Dos que escaparam, cerca de 500 foram salvos por uma rede subterrânea chamada Operação Yellow Bird, que ajudou os organizadores do contrabando e outros em risco de prisão em Hong Kong, então ainda território britânico.

No ano seguinte, a Aliança de Hong Kong para o Apoio aos Movimentos Democráticos Patrióticos da China começou a organizar a vigília anual do Victoria Park e, apesar dos temores de que Pequim pudesse encerrar o evento após sua entrega em 1997, floresceu muito depois de Hong Kong. nova encarnação como a Região Administrativa Especial da China.

De acordo com as estimativas do organizador, mais de 180.000 pessoas participaram da última vigília em 2019.

Desde esta última vigília, muito foi simbolicamente eliminado da capacidade da cidade de lembrar, protestar e lamentar o massacre em público.

Em setembro de 2021, a Aliança de Hong Kong – organizadora da vigília – decidiu dissolvê-la com base na Lei de Segurança Nacional.

Vários de seus membros foram acusados ​​de atividades subversivas sob a lei de segurança, e algumas de suas figuras-chave, incluindo ex-legisladores, foram sentenciadas a penas de prisão por reunião não autorizada.

Milhares de residentes de Hong Kong se reúnem no Victoria Park da cidade para comemorar o 31º aniversário dos julgamentos da Praça da Paz Celestial de 2020.

Após o anúncio da dissolução do grupo, Richard Tsoi, ex-vice-presidente da aliança, disse: “Acredito que o povo de Hong Kong – seja para um indivíduo ou alguma outra função – continuará a comemorar o 4 de junho como antes”.

No entanto, desde que Tsoi falou, mais memórias do que aconteceu em 4 de junho de 1989 desapareceram de vista.

Em dezembro passado, a Universidade de Hong Kong removeu seu “Pilar da Vergonha”, a icônica escultura do Memorial da Vítima da Praça da Paz Celestial que está em seu campus há mais de 20 anos.
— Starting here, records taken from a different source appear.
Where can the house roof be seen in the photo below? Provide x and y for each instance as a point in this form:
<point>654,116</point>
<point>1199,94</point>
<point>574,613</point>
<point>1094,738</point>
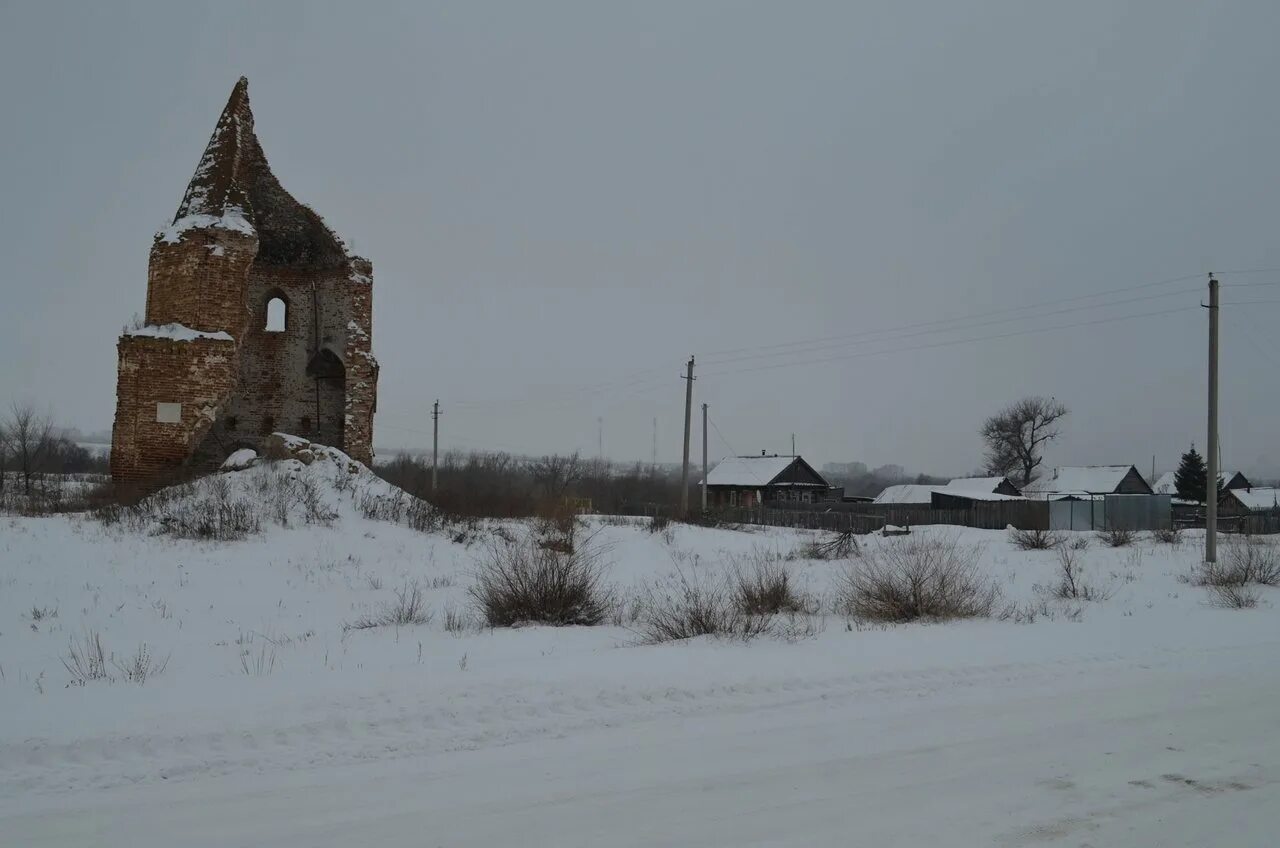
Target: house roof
<point>1257,498</point>
<point>906,493</point>
<point>1092,479</point>
<point>749,470</point>
<point>976,483</point>
<point>1166,484</point>
<point>976,495</point>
Várias outras universidades locais também removeram monumentos.

Duas crianças estão olhando

Em abril, a polêmica pintura na Praça Tiananmen estava entre várias obras com conteúdo político removidas do novo grande museu de arte M+ de Hong Kong, embora a instituição tenha dito que a remoção fazia parte de uma rotina de ‘rotação’ de arte em exibição.

E a decisão da diocese católica de não definir esta data veio apenas algumas semanas após a prisão do cardeal Joseph Zen, de 90 anos, um dos mais importantes clérigos católicos da Ásia e crítico aberto do Partido Comunista da China, juntamente com três outros democratas. ativistas.

Mesmo assim, há quem diga que continuará a se expressar de todas as formas possíveis para preservar a memória de Tiananmen.

Após a prisão do ex-líder da Aliança de Hong Kong, Chow Hang-tung, no ano passado, ela se manifestou fervorosamente no tribunal, denunciando o que disse ser “um passo no apagamento sistêmico da história, tanto do massacre da Praça da Paz Celestial quanto da história cívica de Hong Kong. . resistência.”

Mesmo enquanto o tribunal se preparava para uma sentença de 15 meses, ela permaneceu desafiadora. “Não importa qual seja a punição, continuarei a dizer o que tenho a dizer”, disse ela em um comentário postado na Internet em janeiro deste ano.

“Mesmo que a luz de velas seja uma ofensa punível, continuarei a pedir às pessoas que tomem uma posição, seja em 4 de junho deste ano ou em todo 4 de junho nos próximos anos”.